With the announcement of the British government's plan to reopen elementary schools from June, CLTH has addressed the challenges of social isolation and safety in these institutions. In fact, the proposed proposal is a temporary vision aimed at "helping to liberate the existing internal school space, reducing the burden on students of the circulation area, and at the same time increasing the airflow that contributes to personal well-being."

Considering how the school will return to normal after our children are locked, my partner Marianne Christiansen inspired me to consider outdoor learning.
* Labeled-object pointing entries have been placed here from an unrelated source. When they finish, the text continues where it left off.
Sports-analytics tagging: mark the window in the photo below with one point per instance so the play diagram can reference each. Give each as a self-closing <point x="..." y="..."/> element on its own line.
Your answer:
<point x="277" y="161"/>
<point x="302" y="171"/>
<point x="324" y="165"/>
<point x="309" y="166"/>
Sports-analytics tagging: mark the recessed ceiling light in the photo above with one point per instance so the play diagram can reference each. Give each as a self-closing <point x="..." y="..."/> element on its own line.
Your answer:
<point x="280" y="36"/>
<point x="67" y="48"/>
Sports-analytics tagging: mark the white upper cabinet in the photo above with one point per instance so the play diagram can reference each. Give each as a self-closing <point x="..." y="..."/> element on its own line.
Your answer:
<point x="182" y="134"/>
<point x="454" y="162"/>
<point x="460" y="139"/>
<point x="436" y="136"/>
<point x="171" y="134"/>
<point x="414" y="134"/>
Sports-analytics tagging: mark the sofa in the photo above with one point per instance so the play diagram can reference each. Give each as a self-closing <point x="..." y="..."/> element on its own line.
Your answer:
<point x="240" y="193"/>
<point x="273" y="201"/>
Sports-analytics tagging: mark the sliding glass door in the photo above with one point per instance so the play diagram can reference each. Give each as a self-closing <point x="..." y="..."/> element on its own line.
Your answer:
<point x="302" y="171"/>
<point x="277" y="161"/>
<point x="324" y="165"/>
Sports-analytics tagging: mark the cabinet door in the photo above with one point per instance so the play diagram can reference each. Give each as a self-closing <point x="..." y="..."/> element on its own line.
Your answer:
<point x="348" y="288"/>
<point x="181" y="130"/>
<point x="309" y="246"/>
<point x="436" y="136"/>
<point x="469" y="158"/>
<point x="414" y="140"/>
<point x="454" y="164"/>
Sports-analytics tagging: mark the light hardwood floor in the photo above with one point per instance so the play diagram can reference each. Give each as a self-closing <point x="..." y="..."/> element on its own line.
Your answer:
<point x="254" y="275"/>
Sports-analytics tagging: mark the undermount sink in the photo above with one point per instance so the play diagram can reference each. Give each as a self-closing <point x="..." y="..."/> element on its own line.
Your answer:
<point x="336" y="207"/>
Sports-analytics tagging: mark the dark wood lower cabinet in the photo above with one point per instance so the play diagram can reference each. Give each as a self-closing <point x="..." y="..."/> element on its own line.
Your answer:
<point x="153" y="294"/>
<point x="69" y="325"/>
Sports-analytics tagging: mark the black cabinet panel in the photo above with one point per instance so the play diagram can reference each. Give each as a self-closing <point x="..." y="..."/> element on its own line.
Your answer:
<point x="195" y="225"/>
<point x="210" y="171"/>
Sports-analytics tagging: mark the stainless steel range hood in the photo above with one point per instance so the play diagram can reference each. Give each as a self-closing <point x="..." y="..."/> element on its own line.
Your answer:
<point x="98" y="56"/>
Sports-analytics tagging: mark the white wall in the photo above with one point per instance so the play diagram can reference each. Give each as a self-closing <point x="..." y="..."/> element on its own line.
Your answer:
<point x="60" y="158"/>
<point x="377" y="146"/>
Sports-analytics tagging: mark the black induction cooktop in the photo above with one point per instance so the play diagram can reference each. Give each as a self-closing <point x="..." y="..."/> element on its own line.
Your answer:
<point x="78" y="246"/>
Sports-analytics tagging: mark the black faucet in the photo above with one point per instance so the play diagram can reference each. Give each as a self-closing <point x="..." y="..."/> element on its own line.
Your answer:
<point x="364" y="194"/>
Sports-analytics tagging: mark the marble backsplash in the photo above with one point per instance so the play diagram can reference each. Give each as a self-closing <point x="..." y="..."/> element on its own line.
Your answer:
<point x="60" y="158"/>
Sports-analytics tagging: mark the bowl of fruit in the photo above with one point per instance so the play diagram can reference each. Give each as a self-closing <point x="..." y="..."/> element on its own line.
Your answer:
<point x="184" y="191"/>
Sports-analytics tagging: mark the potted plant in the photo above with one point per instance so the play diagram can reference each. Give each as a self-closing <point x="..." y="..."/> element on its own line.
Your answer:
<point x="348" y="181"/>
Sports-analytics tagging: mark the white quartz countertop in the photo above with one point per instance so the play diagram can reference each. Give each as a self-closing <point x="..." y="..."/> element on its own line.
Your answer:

Danish schools have adopted a tent-like structure for classroom teaching. — CLTH Director Wayne Head

In order to propose an architectural response, CLTH’s concept was based on preliminary research and analysis conducted by its team, and generated “a series of pop-up structures similar to tents, each of which follows the two-meter social distance rule and is adapted to different classroom settings. Adaptability".

Then, under the leadership of my colleague Simon Bumstead, our educational design team conducted a series of studies and proposed the use of large tents usually used during festivals to transfer part of the teaching resources to temporary structures In the idea. […] This is by no means our answer to the appearance of the classroom in the future. We want to use this as a catalyst for further discussions and rethink how to design and use schools.

. -CLTH Director Wayne Head

The project uses tents and portable bathroom facilities as well as renewable energy sources (such as PV arrays and solar vacuum tubes) for hot water heating, with the goal of using existing resources that were not used during the pandemic. In addition, faculty, staff and students will be encouraged to establish a clockwise movement inside and outside the building to avoid crossing. This simple and adaptable concept can be applied to different outdoor environments, thus encouraging new practice in public places. In fact, the concept suggests opening streets to people, maximizing the use of residential areas, and encouraging safe community integration.